Purtroppo arriva una cesura naturale, l'intervallo, che coincide con un brusco ritorno alla realtà sensibile, un risveglio inatteso ma propedeutico nel calarsi in una ulteriore avvincente esperienza. Dalla Germania di fine 800 si vola nella Russia pre - Rivoluzione. Siamo nel 1910 e un trentenne Ivan Stravinskij compie un passo decisivo nella sua esemplare carriera firmando la partitura di tre composizioni: "L'uccello di fuoco", "Petruska" (1911) e "La sagra della primavera" (1913). L'ORT sceglie per la sua Prima l'opera intermedia, la storia del burattino Petruska e del suo amore infelice per la Ballerina. Il racconto si innesta all'interno di un collage di temi brevi e variegati (organetto, fanfara, canzoncine francesi o russe) che si susseguono in una cadenza martellante dettata dai contrabbassi che fa pensare ad una marcia inesorabile. C'è poco spazio all'interno della narrazione per il romanticismo, per la bontà dei sentimenti espressa in forma limitata dal solo burattino e sovrastata dal baillame del lunapark che contagia l'andamento dei fiati, delle percussioni, del piano. Stravinskij fu convinto a firmare la partitura di "Petruska" da un esperto del settore di grande rilievo all'epoca, Sergei Diaghilev, impresario e fondatore de "I Balletti Russi", compagnia di danza tra le più prestigiose nei primi decenni del 1900.

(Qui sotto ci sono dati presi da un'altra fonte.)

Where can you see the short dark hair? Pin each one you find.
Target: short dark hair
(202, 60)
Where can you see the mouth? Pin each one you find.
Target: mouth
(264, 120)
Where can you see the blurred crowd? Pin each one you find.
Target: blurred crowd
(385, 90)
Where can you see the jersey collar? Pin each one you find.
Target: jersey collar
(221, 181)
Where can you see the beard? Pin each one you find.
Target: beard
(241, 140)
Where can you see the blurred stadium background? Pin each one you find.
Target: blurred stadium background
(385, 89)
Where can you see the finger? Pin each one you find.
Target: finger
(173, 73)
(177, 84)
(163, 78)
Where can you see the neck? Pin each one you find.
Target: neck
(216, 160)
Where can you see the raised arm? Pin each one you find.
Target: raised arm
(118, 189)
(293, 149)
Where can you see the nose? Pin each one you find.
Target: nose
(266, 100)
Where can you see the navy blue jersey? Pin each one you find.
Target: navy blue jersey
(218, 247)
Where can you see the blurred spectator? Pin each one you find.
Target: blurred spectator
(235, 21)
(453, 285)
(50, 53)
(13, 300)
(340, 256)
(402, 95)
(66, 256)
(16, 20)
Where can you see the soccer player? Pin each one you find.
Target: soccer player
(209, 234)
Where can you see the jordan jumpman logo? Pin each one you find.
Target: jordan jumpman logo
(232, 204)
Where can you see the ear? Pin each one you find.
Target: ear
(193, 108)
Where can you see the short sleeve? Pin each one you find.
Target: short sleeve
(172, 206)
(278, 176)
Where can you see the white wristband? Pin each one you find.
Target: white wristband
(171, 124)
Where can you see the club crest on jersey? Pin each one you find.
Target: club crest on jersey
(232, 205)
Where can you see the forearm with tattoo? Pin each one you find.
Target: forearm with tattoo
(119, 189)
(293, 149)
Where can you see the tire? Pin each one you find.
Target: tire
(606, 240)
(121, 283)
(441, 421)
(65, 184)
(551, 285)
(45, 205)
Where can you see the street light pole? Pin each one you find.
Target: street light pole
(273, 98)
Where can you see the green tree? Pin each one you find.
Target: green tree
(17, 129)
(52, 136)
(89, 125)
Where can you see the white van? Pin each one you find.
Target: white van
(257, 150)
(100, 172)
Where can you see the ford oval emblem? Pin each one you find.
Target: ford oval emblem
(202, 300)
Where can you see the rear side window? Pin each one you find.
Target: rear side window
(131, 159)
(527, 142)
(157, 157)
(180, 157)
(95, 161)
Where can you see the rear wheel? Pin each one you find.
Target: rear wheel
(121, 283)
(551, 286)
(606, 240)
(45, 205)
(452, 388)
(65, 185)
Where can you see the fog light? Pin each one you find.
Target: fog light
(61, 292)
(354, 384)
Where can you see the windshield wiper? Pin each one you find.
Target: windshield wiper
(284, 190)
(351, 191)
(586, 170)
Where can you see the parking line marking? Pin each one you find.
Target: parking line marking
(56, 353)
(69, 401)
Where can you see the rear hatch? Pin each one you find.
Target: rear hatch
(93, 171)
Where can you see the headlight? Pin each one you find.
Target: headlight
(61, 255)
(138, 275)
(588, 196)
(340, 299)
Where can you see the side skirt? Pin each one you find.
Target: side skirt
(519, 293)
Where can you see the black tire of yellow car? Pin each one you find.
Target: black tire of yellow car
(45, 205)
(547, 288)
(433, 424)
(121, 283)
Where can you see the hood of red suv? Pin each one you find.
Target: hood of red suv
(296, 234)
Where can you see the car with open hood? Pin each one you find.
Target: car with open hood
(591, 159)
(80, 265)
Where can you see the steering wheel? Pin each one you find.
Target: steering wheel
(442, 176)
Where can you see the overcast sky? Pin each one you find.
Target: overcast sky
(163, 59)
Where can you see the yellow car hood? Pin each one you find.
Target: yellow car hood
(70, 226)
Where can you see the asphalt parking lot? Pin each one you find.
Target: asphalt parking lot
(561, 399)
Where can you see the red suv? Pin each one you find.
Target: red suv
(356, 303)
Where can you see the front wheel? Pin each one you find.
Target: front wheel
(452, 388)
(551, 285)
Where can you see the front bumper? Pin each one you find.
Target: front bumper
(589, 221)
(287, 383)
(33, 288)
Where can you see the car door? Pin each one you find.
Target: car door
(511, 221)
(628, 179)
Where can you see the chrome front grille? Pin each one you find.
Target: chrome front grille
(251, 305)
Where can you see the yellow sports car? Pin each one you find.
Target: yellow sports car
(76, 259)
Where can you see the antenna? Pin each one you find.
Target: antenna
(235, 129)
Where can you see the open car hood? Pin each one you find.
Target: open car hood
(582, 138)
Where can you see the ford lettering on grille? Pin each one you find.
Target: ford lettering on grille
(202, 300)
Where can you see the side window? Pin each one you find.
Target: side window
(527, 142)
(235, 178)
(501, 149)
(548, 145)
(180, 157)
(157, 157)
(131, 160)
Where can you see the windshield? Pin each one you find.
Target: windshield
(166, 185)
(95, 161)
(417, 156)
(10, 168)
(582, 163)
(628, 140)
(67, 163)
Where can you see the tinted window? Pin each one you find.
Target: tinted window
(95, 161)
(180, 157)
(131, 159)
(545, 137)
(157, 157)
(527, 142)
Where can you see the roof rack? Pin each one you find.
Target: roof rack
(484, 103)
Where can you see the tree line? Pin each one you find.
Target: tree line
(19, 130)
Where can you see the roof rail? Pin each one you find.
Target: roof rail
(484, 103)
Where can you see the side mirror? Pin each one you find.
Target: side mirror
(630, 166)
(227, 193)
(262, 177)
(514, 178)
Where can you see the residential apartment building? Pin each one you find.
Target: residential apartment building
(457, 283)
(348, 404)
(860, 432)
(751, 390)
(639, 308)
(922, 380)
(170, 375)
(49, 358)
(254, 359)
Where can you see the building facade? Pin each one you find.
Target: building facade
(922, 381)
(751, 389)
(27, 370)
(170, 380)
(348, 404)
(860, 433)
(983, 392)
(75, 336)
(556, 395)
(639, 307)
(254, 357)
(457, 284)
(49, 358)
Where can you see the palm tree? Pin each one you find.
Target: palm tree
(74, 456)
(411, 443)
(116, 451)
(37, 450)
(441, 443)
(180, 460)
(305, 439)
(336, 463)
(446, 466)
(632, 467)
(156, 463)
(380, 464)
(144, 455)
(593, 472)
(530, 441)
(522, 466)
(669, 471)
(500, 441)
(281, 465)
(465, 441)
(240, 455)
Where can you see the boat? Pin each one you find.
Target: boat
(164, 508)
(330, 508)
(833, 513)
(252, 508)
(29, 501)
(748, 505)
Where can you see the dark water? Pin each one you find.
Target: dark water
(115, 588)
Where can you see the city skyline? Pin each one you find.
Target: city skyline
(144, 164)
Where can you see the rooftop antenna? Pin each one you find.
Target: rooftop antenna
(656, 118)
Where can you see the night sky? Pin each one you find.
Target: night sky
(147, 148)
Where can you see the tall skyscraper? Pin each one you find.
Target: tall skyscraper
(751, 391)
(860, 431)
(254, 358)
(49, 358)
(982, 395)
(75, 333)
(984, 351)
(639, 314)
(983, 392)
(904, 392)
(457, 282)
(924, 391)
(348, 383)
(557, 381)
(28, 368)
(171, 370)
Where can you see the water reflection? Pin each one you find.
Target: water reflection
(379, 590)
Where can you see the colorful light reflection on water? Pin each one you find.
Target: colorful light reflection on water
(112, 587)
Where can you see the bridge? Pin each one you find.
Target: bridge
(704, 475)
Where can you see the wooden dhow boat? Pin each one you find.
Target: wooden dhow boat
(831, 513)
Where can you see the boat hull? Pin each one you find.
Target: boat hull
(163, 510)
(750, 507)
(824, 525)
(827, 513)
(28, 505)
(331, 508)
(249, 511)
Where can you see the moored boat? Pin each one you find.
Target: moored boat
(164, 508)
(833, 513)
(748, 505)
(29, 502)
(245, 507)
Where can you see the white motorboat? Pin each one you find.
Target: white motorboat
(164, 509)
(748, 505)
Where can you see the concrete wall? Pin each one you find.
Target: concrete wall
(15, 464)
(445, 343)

"I Balletti Russi" avevano inizialmente posto la loro sede a Parigi (salvo poi trasferirsi a Montecarlo), riscuotendo un enorme apprezzamento di critica e pubblico alla quale contribuì anche "La Valse", poema sinfonico di Maurice Ravel. Su commissione del già citato Diaghilev, il maestro transalpino dedicò la sua composizione alla memoria di Johann Strauss e ai suoi valzer, ridisegnandone i rimi briosi e altisonanti verso direzioni inesplorate, asserenti ad atmosfere calde e soffuse, oscure e minacciose.